Location
- Country: People's Republic of China
- Location: Fangchenggang-Qinzhou-Beihai, Guangxi
- Coordinates: 21°42′06″N 108°36′47″E﻿ / ﻿21.70167°N 108.61306°E

Details
- Operated by: Guangxi Beibu Bay International Port Group
- Type of harbour: coastal natural deep-water & offshore terminal

Statistics
- Annual cargo tonnage: 4.63 million teu (2021)
- Website Beibu Gulf Port Group

= Port of Beibu Gulf =

Port of Beibu Gulf (CNQZH, from Port of Qinzhou) is a port located in the Gulf of Tonkin (also known as Beibu Gulf), constituted by Port of Fangcheng, the Port of Qinzhou (also Qinzhou bonded logistics park) and the Port of Beihai from west to east.

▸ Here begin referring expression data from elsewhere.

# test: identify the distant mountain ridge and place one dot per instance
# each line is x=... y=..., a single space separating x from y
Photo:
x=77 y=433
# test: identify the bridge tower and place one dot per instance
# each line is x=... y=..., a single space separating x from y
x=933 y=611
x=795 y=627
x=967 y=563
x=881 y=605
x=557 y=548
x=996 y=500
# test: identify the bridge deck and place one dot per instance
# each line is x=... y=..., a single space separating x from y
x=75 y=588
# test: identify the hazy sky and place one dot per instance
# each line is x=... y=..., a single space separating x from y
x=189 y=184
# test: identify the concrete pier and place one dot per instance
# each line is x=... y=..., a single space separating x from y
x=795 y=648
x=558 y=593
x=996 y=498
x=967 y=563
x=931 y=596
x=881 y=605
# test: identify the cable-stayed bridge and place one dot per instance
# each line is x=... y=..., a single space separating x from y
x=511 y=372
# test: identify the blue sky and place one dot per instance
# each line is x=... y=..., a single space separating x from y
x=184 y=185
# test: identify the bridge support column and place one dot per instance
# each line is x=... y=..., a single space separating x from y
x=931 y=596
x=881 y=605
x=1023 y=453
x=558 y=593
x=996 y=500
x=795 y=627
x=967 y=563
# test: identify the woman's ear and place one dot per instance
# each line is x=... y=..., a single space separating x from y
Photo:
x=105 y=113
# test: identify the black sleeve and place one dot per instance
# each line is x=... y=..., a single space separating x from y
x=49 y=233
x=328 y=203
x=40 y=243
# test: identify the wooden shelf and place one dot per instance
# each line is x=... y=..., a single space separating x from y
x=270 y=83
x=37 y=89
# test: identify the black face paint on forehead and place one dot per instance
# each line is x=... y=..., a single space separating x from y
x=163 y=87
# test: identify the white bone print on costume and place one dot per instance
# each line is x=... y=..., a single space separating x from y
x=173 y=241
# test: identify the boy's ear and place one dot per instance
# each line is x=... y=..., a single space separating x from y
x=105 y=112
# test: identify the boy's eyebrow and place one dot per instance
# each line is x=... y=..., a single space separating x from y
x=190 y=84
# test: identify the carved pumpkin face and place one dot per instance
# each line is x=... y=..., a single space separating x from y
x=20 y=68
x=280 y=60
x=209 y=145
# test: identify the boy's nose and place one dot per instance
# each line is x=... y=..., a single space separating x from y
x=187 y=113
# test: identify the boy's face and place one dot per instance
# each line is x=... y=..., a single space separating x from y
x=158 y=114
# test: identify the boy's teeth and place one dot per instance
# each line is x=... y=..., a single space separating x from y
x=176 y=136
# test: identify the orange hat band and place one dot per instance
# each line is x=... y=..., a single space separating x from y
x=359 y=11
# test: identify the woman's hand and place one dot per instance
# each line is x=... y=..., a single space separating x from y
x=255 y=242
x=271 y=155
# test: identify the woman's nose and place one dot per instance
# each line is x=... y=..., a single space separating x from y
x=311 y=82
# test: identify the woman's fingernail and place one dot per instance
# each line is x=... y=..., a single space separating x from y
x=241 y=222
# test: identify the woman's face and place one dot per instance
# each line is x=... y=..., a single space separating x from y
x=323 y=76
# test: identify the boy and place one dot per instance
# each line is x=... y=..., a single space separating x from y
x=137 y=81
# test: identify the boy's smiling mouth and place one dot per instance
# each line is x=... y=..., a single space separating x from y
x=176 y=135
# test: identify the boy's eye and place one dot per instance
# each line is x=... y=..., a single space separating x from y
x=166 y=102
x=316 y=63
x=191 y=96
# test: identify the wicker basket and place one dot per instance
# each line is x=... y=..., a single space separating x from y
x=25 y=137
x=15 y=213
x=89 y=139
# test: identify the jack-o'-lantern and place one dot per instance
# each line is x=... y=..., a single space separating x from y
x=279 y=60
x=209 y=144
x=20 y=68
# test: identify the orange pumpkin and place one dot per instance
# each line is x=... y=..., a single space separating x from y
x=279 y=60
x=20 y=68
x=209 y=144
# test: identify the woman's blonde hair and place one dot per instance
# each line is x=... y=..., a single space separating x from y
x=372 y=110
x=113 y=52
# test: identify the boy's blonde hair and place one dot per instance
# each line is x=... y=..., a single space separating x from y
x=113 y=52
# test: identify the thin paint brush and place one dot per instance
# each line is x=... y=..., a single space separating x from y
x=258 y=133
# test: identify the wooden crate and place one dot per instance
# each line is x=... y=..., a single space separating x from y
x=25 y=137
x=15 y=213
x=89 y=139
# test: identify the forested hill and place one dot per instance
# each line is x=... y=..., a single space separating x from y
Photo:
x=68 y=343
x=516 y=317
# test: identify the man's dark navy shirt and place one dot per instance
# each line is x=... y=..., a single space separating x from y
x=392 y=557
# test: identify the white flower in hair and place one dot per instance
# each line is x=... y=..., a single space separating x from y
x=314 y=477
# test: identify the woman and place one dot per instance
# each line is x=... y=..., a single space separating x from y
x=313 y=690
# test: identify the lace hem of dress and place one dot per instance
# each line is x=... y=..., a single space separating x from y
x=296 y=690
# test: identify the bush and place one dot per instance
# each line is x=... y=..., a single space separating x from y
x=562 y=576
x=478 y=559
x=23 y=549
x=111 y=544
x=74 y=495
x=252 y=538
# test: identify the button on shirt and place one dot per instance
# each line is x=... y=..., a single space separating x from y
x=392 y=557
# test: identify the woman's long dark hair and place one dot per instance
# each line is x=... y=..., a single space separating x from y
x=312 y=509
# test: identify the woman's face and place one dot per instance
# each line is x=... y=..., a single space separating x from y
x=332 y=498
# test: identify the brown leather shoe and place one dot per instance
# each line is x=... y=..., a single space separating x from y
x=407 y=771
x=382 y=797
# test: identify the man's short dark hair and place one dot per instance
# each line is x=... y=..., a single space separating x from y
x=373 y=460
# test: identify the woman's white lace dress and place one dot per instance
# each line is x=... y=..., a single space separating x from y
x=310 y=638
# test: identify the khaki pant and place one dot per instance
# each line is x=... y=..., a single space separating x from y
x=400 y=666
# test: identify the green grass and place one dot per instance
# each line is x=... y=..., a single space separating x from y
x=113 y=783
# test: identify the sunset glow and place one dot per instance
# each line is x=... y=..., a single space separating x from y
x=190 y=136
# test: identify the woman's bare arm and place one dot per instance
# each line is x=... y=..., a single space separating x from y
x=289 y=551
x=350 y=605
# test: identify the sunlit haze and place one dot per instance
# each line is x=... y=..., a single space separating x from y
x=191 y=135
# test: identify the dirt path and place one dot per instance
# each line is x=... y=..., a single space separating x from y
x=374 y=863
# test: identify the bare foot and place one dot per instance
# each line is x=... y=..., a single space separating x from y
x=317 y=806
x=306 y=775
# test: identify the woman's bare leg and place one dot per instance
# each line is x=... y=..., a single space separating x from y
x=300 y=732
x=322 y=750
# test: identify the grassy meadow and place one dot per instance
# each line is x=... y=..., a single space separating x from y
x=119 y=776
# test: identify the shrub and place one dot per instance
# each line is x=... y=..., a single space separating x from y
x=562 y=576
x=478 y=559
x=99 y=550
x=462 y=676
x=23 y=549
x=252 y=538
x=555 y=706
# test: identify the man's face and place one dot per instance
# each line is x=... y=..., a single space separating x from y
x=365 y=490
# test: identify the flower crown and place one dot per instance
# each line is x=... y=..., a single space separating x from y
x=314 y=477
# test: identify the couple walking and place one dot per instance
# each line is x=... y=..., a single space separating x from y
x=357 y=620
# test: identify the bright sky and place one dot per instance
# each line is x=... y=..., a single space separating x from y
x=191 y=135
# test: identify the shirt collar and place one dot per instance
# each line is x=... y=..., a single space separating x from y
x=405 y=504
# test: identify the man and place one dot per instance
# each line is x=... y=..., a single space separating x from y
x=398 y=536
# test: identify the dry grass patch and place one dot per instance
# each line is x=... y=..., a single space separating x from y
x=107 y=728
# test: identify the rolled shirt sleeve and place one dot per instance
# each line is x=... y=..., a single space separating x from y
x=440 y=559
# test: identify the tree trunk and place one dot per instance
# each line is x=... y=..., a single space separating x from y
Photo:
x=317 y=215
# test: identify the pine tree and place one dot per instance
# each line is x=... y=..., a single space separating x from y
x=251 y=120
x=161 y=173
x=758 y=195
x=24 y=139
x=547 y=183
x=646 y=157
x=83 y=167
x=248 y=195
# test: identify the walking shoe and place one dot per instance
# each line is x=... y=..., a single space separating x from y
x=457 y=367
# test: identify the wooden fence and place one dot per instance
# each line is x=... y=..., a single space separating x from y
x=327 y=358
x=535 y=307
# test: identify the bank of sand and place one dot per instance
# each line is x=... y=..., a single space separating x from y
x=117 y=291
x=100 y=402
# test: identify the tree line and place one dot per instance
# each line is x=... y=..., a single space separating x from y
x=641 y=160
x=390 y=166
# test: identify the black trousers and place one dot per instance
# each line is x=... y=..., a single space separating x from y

The port mainly imports crude oil, vegetable oils, bitumen, bulk ore, etc. and exports the corresponding products. With its growth over the past five years, the port (represented by Qinzhou) was named one of the top 100 ports in the world by Lloyd's List for 2022.

== Infrastructure ==

- Port of Fangcheng: three 200,000-ton berths, eight 100,000~200,000 ton berths among 44 berths in total.
- Port of Qinzhou: one berth for 300,000-ton crude oil vessels, six berths for 100,000-ton container vessels, four 100,000-ton general berths, one 70,000-ton roll-on/roll-off berth among 22 berths in total.
- Port of Beihai: six 150,000-ton berths among 11 berths in total.